Powerlifting is a demanding sport, both physically and mentally. In order to ensure you’re fully prepared for these demands, it’s vital that you understand as much about your equipment as possible. There are many different kinds of powerlifting gear and accessories that can make your movements — from deadlifts to bench presses — more powerful and safer; approximately 65% of injuries come from overuse, so remember that you won’t be able to do much of anything if you hurt yourself during a workout.

Weight lifting belts are heavily relied on to support your abdominal wall and stabilize your spine during lifts. Here are a few tips that will help you find the best weight lifting belt for you.
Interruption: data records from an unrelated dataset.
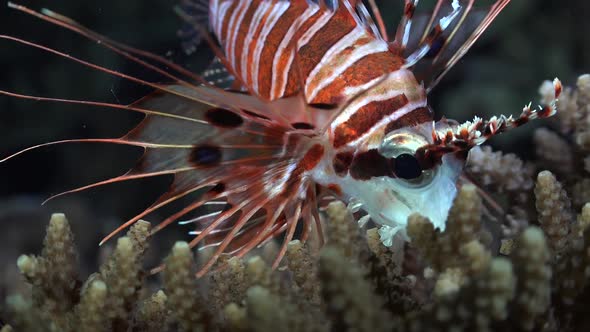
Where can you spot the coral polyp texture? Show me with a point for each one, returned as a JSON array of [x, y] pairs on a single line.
[[515, 256]]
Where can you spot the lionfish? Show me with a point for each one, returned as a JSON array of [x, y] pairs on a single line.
[[306, 102]]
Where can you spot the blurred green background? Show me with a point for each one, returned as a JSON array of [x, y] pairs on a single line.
[[531, 41]]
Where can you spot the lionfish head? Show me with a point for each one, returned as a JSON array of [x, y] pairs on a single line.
[[425, 162]]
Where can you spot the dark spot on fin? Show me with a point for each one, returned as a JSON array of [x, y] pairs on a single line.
[[205, 155], [223, 118], [302, 125], [218, 188]]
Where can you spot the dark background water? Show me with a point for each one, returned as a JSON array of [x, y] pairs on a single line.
[[532, 40]]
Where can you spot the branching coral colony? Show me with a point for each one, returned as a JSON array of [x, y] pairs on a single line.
[[529, 270]]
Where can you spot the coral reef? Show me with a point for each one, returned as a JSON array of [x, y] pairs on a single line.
[[515, 256]]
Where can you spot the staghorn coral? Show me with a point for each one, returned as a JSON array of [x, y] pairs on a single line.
[[189, 308], [553, 210], [442, 281]]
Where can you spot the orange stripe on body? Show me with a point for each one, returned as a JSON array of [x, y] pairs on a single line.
[[223, 37], [365, 118], [243, 29], [271, 46], [310, 54], [363, 71]]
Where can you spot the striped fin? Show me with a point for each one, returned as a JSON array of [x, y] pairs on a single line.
[[224, 149], [218, 75], [433, 41]]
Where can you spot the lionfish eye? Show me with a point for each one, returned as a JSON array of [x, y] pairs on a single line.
[[406, 166]]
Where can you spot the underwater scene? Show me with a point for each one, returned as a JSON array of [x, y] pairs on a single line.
[[295, 165]]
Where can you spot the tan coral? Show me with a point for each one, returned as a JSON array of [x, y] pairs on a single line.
[[92, 307], [304, 268], [180, 283], [350, 301], [153, 314], [342, 230], [228, 284], [499, 171], [553, 152], [553, 208], [533, 272]]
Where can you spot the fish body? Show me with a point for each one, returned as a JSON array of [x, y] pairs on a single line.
[[322, 105]]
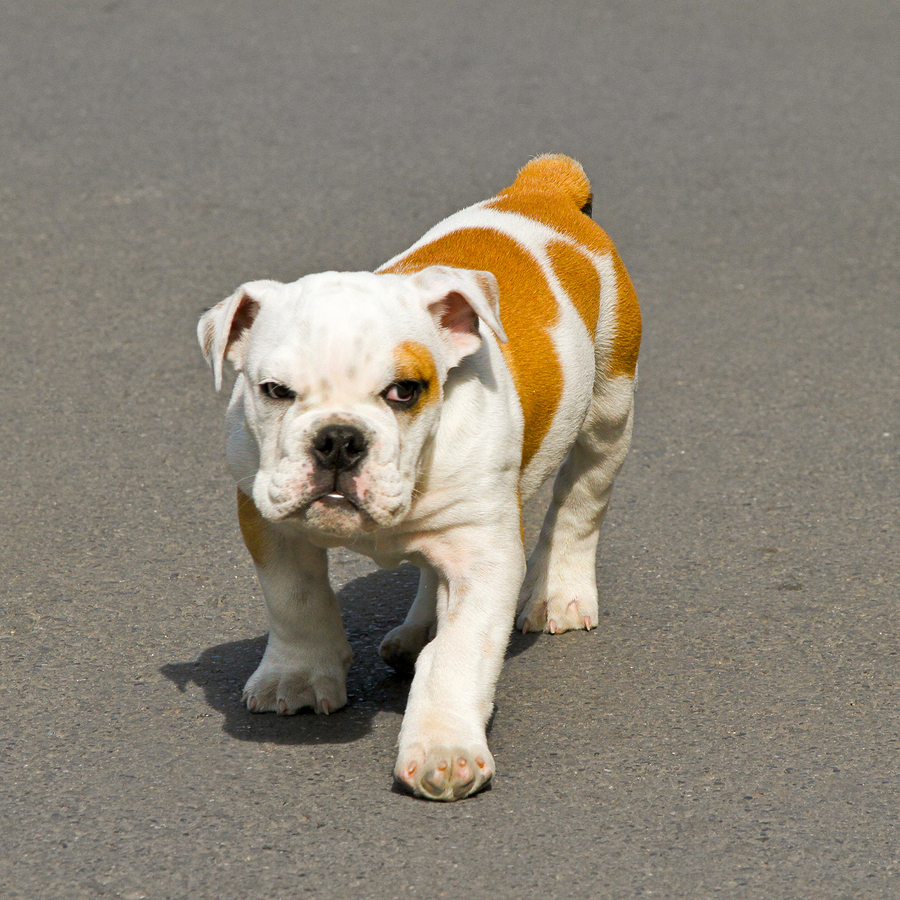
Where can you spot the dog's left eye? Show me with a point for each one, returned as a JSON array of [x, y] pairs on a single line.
[[277, 391], [403, 394]]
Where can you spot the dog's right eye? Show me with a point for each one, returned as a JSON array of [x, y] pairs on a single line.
[[277, 391]]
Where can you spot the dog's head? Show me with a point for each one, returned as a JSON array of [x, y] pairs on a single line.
[[340, 384]]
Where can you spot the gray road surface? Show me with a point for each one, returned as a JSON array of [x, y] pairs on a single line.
[[731, 729]]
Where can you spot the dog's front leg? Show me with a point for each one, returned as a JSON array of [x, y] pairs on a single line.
[[443, 751], [307, 657]]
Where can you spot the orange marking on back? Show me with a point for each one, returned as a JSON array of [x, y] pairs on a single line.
[[580, 280], [627, 342], [547, 190], [413, 362], [253, 529], [528, 310]]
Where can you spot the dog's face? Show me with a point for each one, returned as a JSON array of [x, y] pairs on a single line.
[[340, 386]]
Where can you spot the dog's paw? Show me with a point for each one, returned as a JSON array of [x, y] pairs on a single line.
[[443, 772], [401, 647], [277, 686], [558, 612]]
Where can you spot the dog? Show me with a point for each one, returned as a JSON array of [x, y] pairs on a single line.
[[407, 414]]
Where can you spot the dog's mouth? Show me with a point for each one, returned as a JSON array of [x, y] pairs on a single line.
[[335, 500]]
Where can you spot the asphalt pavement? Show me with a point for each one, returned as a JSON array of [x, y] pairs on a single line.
[[732, 728]]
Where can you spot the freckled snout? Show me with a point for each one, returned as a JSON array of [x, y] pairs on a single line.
[[339, 448]]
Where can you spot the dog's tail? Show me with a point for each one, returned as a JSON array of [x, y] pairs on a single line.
[[558, 174]]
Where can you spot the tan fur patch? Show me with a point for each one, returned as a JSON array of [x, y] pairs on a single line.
[[544, 203], [528, 310], [580, 279], [253, 529], [413, 362]]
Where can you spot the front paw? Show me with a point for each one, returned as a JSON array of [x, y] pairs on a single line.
[[565, 608], [444, 772], [286, 685]]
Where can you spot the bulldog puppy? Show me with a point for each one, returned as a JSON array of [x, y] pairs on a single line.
[[408, 414]]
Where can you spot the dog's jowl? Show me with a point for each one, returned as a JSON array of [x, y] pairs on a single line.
[[408, 413]]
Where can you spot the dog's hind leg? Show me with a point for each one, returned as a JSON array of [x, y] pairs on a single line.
[[560, 588], [402, 645]]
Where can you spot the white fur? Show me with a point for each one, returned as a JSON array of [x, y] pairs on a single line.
[[441, 488]]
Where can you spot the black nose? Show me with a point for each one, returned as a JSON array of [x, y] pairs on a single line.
[[339, 447]]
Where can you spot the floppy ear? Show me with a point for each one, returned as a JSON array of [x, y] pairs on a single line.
[[457, 299], [224, 330]]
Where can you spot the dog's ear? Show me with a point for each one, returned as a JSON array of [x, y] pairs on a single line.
[[223, 330], [457, 299]]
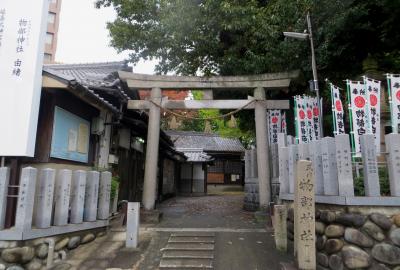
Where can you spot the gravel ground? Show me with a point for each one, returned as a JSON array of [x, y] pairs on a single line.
[[217, 211]]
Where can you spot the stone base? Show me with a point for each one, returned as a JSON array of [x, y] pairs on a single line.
[[287, 266], [251, 207], [150, 216]]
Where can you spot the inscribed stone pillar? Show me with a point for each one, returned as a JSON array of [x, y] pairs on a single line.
[[4, 180], [103, 211], [393, 159], [343, 160], [329, 166], [316, 159], [370, 165], [44, 198], [246, 164], [264, 180], [274, 161], [293, 158], [280, 227], [132, 224], [91, 196], [153, 138], [253, 162], [26, 199], [283, 170], [78, 196], [305, 216], [62, 197]]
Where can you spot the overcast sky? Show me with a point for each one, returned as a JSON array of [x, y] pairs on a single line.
[[83, 37]]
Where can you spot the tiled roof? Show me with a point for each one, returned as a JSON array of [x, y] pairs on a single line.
[[195, 155], [207, 142], [93, 76]]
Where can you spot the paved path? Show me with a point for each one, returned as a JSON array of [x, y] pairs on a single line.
[[211, 231]]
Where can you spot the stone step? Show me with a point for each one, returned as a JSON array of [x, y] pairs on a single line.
[[191, 239], [198, 234], [186, 263], [189, 246], [194, 254]]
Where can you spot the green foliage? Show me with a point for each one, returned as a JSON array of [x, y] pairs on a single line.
[[383, 182], [218, 125], [237, 37], [245, 37]]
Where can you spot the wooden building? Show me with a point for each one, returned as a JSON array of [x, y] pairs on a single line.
[[212, 160], [83, 124]]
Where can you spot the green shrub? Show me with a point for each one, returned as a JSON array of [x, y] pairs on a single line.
[[383, 182]]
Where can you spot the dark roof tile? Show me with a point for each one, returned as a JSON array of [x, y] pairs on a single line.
[[207, 142]]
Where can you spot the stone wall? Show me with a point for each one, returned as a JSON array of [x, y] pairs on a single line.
[[355, 241], [32, 254]]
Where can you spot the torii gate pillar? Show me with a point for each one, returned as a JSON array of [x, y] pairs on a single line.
[[153, 137], [262, 149]]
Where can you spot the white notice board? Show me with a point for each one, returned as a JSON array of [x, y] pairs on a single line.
[[23, 26]]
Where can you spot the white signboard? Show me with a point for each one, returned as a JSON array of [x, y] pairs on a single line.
[[23, 24], [394, 99], [301, 123], [337, 110], [373, 89], [316, 115], [274, 117], [359, 113], [308, 101], [283, 123]]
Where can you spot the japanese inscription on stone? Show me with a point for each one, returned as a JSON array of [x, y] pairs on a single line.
[[305, 215]]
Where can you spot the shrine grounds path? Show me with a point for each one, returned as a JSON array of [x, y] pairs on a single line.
[[242, 242]]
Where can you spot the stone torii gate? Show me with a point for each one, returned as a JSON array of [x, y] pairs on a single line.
[[155, 83]]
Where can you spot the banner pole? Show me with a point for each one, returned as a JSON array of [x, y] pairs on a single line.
[[389, 82], [333, 110], [350, 120], [295, 119]]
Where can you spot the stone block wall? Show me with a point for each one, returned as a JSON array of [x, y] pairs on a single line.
[[32, 254], [354, 240]]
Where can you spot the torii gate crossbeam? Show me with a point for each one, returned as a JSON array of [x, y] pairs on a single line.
[[156, 83]]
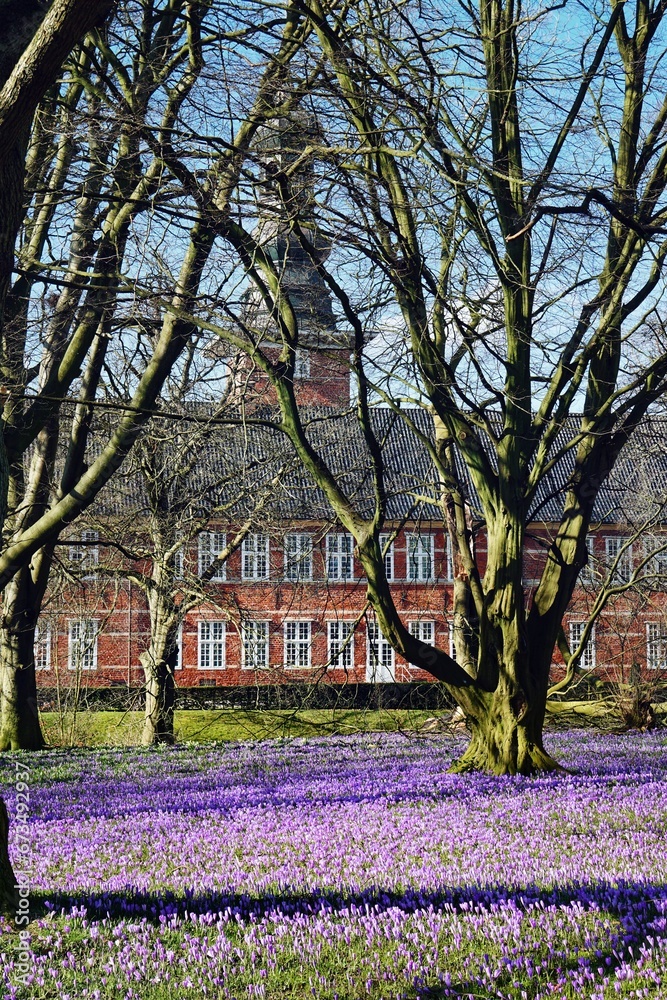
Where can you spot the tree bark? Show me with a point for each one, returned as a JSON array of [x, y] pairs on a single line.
[[159, 662], [8, 893]]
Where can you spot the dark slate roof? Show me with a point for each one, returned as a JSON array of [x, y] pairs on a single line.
[[235, 463]]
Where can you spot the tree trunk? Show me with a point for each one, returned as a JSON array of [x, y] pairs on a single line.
[[19, 716], [159, 662], [159, 712], [506, 736]]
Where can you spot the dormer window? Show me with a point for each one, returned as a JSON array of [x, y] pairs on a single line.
[[301, 364]]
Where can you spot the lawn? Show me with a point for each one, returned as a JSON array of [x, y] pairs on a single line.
[[345, 866], [124, 728]]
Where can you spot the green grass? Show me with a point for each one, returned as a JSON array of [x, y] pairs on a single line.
[[124, 728]]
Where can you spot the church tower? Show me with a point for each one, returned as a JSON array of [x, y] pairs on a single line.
[[286, 197]]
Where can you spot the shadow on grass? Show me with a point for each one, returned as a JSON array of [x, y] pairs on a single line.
[[634, 902]]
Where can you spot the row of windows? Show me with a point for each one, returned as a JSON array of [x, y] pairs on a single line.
[[621, 555], [298, 549], [212, 637]]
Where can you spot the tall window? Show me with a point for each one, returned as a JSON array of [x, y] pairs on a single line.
[[211, 544], [255, 557], [388, 548], [656, 567], [618, 548], [211, 645], [85, 554], [255, 644], [420, 550], [449, 562], [301, 363], [82, 653], [379, 655], [179, 648], [588, 573], [340, 644], [43, 646], [298, 557], [339, 556], [297, 644], [179, 561], [587, 661], [424, 630], [656, 646]]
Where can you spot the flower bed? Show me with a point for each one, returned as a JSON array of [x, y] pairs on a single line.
[[347, 867]]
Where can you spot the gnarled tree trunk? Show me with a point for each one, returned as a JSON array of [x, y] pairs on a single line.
[[159, 662], [19, 716]]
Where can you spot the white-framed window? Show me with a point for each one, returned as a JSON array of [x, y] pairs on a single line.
[[42, 647], [211, 544], [82, 650], [449, 562], [387, 547], [298, 557], [423, 629], [255, 557], [255, 645], [340, 644], [380, 661], [587, 661], [656, 646], [211, 654], [420, 552], [297, 643], [589, 573], [340, 559], [301, 363], [84, 554], [656, 567], [617, 547]]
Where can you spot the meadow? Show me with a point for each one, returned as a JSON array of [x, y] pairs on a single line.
[[342, 867]]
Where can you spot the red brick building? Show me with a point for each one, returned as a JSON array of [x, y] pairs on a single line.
[[290, 602]]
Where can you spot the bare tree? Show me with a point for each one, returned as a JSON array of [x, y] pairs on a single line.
[[104, 137], [525, 256]]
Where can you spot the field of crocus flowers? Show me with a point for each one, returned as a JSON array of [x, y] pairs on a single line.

  • Width: Weight lifting belts work by giving your abdominal muscles something to brace against, thereby stabilizing your back. This is why belts that are wider in the back are absolutely useless in practice. Good weight lifting belts are equally wide all around; for most people, the maximum width that sits comfortably between their ribs and hipbone is 10 cm.
  • Thickness: Your belt should be firm and stiff enough that it stays in place during your exercises. The thickest and most durable Titan belts are 13 mm thick, creating a strong wall for your abs to press against.
  • Prongs or Levers? Weight lifting belts are secured in three ways: single prong, double prong, and levers. Double prongs generally require an extra step during your heavy attempts, and can be a real hassle when you’re trying to pull it tight. Single prong and lever weight lifting belts are the more practical option.
  • Material: As a thick and sturdy material, leather is ideal for weight training belts. Top grain leather is the best choice (as opposed to suede) as the fibers are closer together and create a more durable final piece.

When you have the proper tools, any job gets easier and enables you to do more. Whether you favor prong or lever weight lifting belts, having that crucial support for your spine will allow you to push yourself harder and lift heavier weights without risking your physical health and safety.